ZagubionyWżyciu |
Sennikowy Nowicjusz |
|
|
Dołączył: 07 Sty 2017 |
Posty: 1 |
Przeczytał: 0 tematów
Ostrzeżeń: 0/5
|
|
|
|
|
|
|
|
Witam, w ostatnim czasie miałem dwa sny dość dziwne, wyraźne.
Pierwszy:
Śnił mi się zamek. Stałem przy jednym skrzydle na dziedzińcu. Po środku leżałem ja. Przyglądałem się sobie. Ale na wprost mnie stała postać, kobieta w długiej koronkowej sukni. Miała na sobie kapelusz (duży), który zasłaniał jej całą twarz. Wskazała na mnie palcem wskazującym (leżącego mnie).
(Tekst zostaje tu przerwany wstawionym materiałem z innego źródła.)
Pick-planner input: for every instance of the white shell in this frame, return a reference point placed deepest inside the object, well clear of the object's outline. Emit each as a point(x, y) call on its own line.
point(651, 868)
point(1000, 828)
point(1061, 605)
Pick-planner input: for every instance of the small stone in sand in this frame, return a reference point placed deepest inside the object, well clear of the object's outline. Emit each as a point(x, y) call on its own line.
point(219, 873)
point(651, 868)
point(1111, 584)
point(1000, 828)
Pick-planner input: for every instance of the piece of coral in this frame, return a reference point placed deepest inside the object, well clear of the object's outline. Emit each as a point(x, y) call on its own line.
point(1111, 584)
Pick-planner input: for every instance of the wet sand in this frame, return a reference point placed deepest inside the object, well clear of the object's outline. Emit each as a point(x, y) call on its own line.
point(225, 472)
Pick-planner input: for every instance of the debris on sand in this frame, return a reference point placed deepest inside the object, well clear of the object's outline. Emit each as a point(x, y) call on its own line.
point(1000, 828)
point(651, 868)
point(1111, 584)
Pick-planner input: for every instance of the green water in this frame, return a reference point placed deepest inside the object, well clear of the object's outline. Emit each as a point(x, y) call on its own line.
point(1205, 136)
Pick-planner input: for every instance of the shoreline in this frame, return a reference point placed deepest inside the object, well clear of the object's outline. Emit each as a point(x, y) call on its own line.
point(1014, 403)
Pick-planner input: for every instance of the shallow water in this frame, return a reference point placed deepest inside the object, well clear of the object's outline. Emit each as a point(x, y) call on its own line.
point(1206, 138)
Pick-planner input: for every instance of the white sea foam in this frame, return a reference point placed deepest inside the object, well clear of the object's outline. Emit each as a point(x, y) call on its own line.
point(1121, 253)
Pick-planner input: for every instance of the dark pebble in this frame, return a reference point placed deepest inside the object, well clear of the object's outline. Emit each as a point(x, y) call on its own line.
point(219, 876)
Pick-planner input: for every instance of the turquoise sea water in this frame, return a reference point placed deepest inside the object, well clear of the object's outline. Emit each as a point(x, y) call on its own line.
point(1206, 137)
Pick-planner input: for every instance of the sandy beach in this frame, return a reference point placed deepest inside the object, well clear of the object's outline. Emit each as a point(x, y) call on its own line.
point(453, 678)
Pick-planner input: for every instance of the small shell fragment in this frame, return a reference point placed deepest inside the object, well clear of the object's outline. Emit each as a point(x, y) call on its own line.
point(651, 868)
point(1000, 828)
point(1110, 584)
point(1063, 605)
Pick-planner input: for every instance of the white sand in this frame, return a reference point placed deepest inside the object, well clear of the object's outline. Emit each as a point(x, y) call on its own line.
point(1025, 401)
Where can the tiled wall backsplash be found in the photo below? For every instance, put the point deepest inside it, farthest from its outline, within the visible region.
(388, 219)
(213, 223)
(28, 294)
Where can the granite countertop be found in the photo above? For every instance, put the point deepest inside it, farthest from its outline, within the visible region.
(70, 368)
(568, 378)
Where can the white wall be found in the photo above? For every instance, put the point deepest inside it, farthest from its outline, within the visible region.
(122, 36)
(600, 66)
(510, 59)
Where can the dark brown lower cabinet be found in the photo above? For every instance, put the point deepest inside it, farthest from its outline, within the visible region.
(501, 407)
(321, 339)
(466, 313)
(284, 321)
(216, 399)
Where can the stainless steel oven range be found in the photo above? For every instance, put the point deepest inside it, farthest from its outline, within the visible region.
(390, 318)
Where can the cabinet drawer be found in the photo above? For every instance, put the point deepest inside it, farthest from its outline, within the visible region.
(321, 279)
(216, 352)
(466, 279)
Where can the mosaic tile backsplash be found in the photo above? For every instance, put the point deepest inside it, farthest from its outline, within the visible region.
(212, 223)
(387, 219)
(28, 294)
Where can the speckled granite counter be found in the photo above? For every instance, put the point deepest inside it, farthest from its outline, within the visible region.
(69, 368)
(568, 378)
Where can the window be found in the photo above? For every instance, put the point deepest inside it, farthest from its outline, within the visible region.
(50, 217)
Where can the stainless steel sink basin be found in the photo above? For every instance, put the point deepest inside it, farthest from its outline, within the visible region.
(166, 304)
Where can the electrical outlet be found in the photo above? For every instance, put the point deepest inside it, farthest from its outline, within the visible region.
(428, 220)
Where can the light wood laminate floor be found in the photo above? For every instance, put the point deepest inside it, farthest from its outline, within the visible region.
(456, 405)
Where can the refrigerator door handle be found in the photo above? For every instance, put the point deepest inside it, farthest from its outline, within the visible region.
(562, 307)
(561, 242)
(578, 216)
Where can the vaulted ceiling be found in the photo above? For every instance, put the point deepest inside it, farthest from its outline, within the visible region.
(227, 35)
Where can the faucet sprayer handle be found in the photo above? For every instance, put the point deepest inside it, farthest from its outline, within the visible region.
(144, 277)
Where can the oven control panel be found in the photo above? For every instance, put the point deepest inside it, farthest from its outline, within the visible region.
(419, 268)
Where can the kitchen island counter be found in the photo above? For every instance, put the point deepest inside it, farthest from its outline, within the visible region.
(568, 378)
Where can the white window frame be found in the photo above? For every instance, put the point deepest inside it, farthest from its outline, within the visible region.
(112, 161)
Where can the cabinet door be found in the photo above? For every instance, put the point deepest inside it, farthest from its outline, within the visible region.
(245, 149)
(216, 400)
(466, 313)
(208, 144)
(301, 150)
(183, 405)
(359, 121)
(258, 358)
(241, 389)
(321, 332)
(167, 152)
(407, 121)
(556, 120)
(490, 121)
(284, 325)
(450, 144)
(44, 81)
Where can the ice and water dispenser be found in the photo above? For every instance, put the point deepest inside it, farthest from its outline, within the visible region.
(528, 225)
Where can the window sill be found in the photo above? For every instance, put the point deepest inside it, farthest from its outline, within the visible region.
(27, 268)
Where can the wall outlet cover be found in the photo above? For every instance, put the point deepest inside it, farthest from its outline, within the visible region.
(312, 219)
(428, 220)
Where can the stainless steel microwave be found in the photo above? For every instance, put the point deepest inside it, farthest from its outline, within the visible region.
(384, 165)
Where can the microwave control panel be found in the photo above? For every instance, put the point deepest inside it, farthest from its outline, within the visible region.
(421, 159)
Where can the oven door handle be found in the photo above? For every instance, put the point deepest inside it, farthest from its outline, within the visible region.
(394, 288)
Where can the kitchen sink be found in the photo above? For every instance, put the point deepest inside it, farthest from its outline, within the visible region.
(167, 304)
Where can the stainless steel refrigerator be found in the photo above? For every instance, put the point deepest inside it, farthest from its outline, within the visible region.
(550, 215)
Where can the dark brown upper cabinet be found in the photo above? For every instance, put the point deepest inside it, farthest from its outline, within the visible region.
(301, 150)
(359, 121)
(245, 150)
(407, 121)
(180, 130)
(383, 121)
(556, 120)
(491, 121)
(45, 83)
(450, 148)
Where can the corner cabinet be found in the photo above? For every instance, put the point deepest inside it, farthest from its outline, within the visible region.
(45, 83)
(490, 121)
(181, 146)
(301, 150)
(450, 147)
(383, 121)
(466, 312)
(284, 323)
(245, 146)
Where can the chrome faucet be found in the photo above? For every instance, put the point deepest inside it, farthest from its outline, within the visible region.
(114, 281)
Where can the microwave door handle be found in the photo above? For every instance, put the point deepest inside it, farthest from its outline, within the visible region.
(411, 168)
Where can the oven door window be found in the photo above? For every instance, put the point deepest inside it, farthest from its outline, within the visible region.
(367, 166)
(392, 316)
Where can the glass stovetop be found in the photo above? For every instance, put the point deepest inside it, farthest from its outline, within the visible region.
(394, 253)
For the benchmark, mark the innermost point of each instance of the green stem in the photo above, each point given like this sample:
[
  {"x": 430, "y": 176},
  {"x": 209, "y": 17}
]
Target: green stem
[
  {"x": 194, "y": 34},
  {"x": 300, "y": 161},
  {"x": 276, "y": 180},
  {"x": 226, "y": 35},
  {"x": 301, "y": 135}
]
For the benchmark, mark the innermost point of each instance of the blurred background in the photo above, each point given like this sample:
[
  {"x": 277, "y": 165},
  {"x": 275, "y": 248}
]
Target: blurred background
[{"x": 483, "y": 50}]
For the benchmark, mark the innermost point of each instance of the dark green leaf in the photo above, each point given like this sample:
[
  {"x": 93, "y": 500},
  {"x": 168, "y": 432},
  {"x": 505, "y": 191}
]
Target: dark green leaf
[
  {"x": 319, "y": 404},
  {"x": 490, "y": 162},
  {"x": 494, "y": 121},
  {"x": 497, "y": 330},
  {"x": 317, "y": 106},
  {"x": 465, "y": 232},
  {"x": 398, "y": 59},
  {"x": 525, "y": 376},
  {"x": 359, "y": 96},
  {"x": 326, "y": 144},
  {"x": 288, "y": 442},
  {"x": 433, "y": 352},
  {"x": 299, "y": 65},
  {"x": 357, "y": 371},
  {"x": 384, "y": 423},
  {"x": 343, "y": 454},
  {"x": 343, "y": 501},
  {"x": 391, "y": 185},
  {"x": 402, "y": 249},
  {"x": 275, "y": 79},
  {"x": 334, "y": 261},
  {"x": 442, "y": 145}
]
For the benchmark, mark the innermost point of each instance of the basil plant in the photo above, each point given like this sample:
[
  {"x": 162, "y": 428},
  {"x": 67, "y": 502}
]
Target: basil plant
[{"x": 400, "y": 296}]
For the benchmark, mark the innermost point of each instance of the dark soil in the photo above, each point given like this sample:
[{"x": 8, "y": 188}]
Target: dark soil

Zaczęła biec w moim kierunku (kierunku ciała), gdy się już zbliżyła to się obudziłem.
Drugi:
Śniła mi się mała dziewczynka, która bawiła się przy torach. Uśmiechnęła się do mnie i wskazała na mnie palcem. Nagle położyła się na torach dalej mając uśmiech na twarzy. Spojrzała się na mnie śmiejąc się, ale to taki szczęśliwy uśmiech i bum.. pociąg po niej przejechał i w tym momencie się obudziłem.
Dość dziwne mam odczucia związku z tymi snami i chodzą mi po głowie.. czy ktoś jest mi to wstanie jakoś wytłumaczyć?